How Apple’s Racially Diverse Emojis Are Diversely Racist
Apple delivered the new beta versions of their operating system updates to developers yesterday. Word quickly spread that the updates (OS X 10.10.3 and iOS 8.3) will include the long-awaited, racially diverse emojis—you’ll be able to tap and hold an emoji to see a selection of several skin tones to choose from. Because now even cartoon pictures depicting emotions—that originated from combining a colon and a parenthesis to make a happy face—have to be politically correct.
The most glaring issue of these racially diverse emojis is, you guessed it, the stereotypical Asian face—a yellow face to classify Asians—because Asians are all Lego people. Using “yellow” to describe Asians is as outdated as labeling us “oriental” and as offensive as calling us “chinks.” Furthermore, this may come as a shock to the designers at Apple but Asians have varying colors of skin tones, just as African Americans and Caucasians do. Apple wouldn’t have fathomed using a dark black color to attribute to all African-Americans but they somehow figured using a bright, jaundice yellow to classify all Asian ethnicities was appropriate. Why even bother giving the illusion of racial sensitivity and promoting diversity when the subsequent emoji is going to be a yellow Chinaman?
An additional problem with providing the exact same emoji in six different colors is that it further focuses on the color of a person's skin in a society where racial equality is still a struggle that affects minorities on a daily basis, as highlighted by the Ferguson protests. While it may have been well intentioned, compounding numerous ethnicities and cultures and reducing them to six colors promulgates the misconception that everyone can be reduced to one skin color and promotes racism.
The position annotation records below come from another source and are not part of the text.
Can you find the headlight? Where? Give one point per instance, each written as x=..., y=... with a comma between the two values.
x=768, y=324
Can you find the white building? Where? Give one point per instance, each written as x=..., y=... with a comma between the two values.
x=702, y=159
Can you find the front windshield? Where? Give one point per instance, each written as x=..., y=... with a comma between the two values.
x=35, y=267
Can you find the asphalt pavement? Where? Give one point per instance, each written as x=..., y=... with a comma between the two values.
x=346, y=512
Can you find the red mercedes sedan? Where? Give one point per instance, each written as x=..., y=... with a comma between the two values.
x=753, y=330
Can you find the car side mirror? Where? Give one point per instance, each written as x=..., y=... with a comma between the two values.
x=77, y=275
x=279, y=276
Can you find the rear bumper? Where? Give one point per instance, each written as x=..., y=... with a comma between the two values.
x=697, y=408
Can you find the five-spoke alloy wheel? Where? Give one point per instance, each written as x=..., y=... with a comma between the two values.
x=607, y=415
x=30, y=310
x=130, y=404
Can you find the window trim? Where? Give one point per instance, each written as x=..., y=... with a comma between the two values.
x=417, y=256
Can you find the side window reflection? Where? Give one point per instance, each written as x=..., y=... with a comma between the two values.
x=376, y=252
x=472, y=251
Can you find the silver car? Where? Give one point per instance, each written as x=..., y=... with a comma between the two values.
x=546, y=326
In response to the criticism of the yellow emoji, an Apple analyst, Rene Ritchie, tweeted:
(The yellow emoji aren’t meant to represent a skin tone. They’re default emoji yellow. Tap to hold to get one of the five skin tone choices)
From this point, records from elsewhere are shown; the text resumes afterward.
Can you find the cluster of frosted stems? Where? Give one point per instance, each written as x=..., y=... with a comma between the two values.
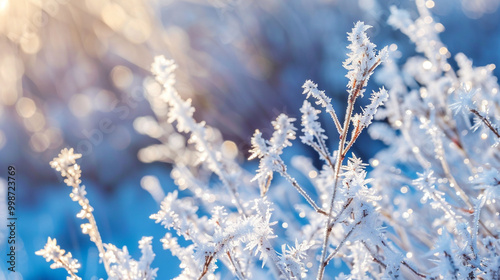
x=441, y=137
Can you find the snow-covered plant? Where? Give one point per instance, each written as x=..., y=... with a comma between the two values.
x=438, y=177
x=425, y=210
x=343, y=221
x=117, y=263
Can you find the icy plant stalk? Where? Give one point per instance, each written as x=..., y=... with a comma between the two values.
x=361, y=62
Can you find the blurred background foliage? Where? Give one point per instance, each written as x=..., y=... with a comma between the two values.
x=73, y=74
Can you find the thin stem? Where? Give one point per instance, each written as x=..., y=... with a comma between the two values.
x=298, y=187
x=336, y=121
x=486, y=122
x=330, y=257
x=338, y=163
x=68, y=269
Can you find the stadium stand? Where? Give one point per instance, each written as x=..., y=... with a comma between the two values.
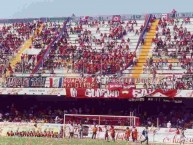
x=154, y=53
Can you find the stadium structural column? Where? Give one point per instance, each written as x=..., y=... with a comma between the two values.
x=25, y=46
x=138, y=69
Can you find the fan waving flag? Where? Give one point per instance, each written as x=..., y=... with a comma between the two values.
x=116, y=18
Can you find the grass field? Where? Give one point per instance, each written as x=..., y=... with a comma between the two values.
x=49, y=141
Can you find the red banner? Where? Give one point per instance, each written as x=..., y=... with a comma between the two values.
x=120, y=94
x=116, y=18
x=105, y=93
x=79, y=82
x=117, y=86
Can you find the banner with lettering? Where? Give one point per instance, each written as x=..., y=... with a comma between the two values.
x=106, y=93
x=25, y=82
x=53, y=82
x=126, y=93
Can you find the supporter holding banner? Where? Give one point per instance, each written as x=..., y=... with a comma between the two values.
x=32, y=82
x=116, y=18
x=89, y=82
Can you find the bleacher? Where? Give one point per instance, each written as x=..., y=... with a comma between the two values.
x=91, y=47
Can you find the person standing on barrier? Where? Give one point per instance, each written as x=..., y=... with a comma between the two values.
x=112, y=130
x=106, y=134
x=94, y=132
x=127, y=134
x=145, y=134
x=182, y=136
x=134, y=134
x=71, y=131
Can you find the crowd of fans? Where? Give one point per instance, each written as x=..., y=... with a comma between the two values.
x=107, y=54
x=173, y=41
x=49, y=112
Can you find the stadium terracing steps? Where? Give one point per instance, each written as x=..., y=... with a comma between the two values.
x=25, y=46
x=145, y=49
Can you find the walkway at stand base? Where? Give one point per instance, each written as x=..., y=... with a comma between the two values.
x=138, y=69
x=25, y=46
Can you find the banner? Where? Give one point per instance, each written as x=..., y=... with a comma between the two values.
x=155, y=135
x=32, y=82
x=126, y=93
x=116, y=18
x=106, y=93
x=53, y=82
x=117, y=86
x=89, y=82
x=33, y=91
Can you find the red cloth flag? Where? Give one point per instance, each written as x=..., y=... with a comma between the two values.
x=116, y=18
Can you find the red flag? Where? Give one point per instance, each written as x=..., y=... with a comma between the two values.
x=116, y=18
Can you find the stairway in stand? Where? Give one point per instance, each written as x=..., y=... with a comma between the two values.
x=25, y=46
x=145, y=49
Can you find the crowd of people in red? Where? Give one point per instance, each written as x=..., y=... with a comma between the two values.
x=12, y=36
x=108, y=54
x=173, y=40
x=41, y=41
x=49, y=112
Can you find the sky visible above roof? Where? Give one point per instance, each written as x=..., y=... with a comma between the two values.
x=60, y=8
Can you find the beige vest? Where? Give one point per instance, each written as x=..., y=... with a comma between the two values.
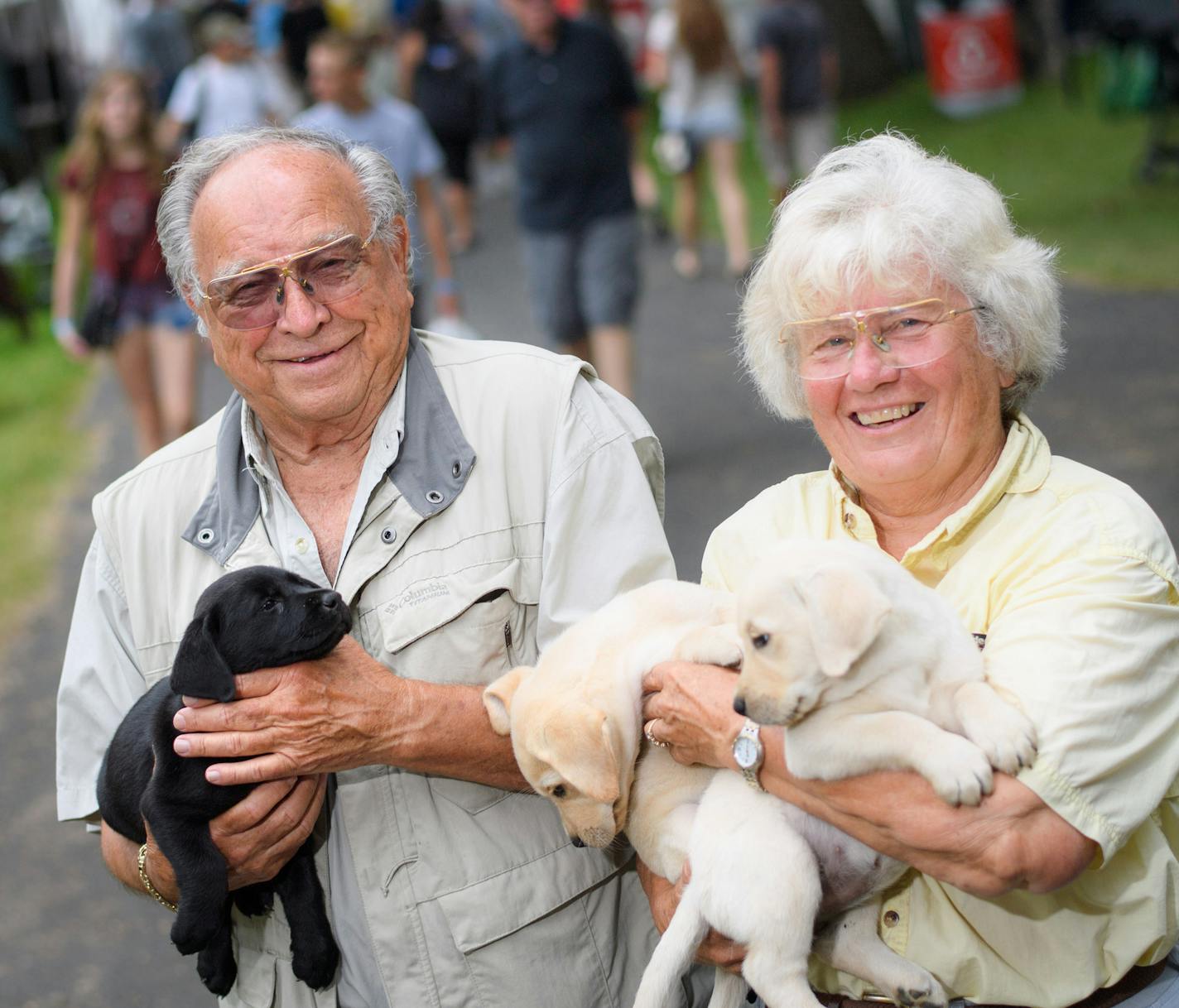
x=472, y=895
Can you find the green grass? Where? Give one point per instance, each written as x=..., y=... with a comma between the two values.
x=41, y=449
x=1070, y=172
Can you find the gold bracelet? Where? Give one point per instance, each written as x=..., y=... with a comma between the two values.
x=143, y=877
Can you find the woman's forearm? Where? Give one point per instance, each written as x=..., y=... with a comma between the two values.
x=1011, y=841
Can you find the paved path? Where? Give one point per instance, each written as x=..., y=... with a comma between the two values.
x=70, y=936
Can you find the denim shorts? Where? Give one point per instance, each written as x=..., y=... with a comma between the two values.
x=583, y=278
x=150, y=305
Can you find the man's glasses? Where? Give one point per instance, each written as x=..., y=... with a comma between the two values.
x=906, y=336
x=253, y=299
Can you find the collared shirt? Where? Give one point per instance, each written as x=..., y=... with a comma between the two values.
x=286, y=527
x=565, y=113
x=601, y=535
x=1073, y=582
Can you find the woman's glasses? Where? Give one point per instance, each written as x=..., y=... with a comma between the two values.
x=253, y=299
x=904, y=335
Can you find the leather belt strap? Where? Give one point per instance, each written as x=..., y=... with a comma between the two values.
x=1138, y=977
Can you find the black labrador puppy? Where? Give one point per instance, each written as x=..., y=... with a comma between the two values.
x=255, y=618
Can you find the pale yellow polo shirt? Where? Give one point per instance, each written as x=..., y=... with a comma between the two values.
x=1073, y=580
— Rene Ritchie (@reneritchie) February 23, 2015
He further explained that Apple is using a Unicode system and the absence of a specified skin-tone defaults in “a non-human color.”
So you're telling me Apple didn't intentionally choose a yellow emoji to represent an Asian skin tone, but instead, despite Apple declaring China to be one of its most important markets and Asians dominating Silicon Valley tech jobs, it simply failed to include an emoji for Asians, and the closest option we have to choose is a “non-human color”? I don’t know which is worse.